We evaluated the quality of the three trained models on the validation set and found that:
1. The quality of the decision tree is 0.79.
2. The quality of the random forest is also 0.79.
3. The quality of the logistic regression was 0.69 and it did not overcome the minimum threshold of accuracy.
4. The decision tree and random forest have the same quality index, but the decision tree works faster, so for now we prefer this model.

## Check the model on the test set

Let's check the quality of all three models on the test sample, maybe the results here will differ from the validation sample.

In [13]:
#decision tree
print('The quality of the decision tree on the test set:', best_tree.score(test_features, test_target))

#random forest
print('The quality of the random forest on the test set:', best_forest.score(test_features, test_target))

#logistic regression
print('The quality of the logistic regression on the test sample:', reg_model.score(test_features, test_target))

The quality of the decision tree on the test set: 0.7931570762052877
The quality of the random forest on the test set: 0.7838258164852255
The quality of the logistic regression on the test sample: 0.7589424572317263


<font size="5"><b>Conclusion:</b> </font>

So, we finally confirmed the previous conclusions and the best trained model is a <b>decision tree with a prediction quality of 0.79.</b>

## Checking the model for adequacy

To check the model for adequacy, we use the DummyClassifier method.

DummyClassifier is a classifier that makes predictions using simple rules.

Usage strategy for making forecasts:
- Stratified: generates predictions based on the class distribution of the training sample.
- "Most_frequent": always predicts the most frequent label in the training set.
- "Prior": always predicts the class that maximizes the previous class (e.g. "most_frequent"), and predict_proba returns the previous class.
- "Uniform": generates predictions uniformly in random order.
- "Constant": always predicts a constant label provided by the user.
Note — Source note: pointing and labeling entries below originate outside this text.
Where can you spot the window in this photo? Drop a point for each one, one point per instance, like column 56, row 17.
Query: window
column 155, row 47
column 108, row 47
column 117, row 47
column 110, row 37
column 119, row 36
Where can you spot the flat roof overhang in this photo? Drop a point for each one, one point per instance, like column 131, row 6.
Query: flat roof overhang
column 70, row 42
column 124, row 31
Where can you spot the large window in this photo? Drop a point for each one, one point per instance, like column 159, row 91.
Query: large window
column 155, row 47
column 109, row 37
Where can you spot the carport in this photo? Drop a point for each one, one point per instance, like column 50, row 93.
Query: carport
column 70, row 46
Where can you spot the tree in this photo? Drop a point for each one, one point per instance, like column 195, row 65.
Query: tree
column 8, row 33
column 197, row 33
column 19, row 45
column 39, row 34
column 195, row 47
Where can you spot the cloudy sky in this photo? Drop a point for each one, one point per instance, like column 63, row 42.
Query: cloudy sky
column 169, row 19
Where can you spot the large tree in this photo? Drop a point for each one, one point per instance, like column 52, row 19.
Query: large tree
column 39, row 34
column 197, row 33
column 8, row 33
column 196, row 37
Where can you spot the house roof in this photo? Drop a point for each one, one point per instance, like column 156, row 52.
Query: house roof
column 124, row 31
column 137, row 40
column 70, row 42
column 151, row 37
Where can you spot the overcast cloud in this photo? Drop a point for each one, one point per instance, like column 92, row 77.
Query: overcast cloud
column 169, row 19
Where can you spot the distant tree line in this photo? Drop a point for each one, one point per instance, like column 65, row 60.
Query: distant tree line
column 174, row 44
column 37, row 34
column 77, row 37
This is useful for metrics that measure a non-majority class.

In [14]:
strategy = ['most_frequent', 'prior', 'stratified', 'uniform']
for index in strategy:
    dummy_clf = DummyClassifier(strategy=index, random_state=12345)
    dummy_clf.fit(train_features, train_target)
    score = dummy_clf.score(test_features, test_target)
    print('Accuracy for strategy', index, ':', score)
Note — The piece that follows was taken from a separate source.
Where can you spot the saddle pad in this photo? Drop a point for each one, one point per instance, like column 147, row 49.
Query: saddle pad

Accuracy for strategy most_frequent : 0.6951788491446346
Accuracy for strategy prior : 0.6951788491446346
Accuracy for strategy stratified : 0.5754276827371695
Accuracy for strategy uniform : 0.48989113530326595


As you can see, when using the simplest training methods, the accuracy does not reach the indicator of our decision tree, which means that our model works adequately.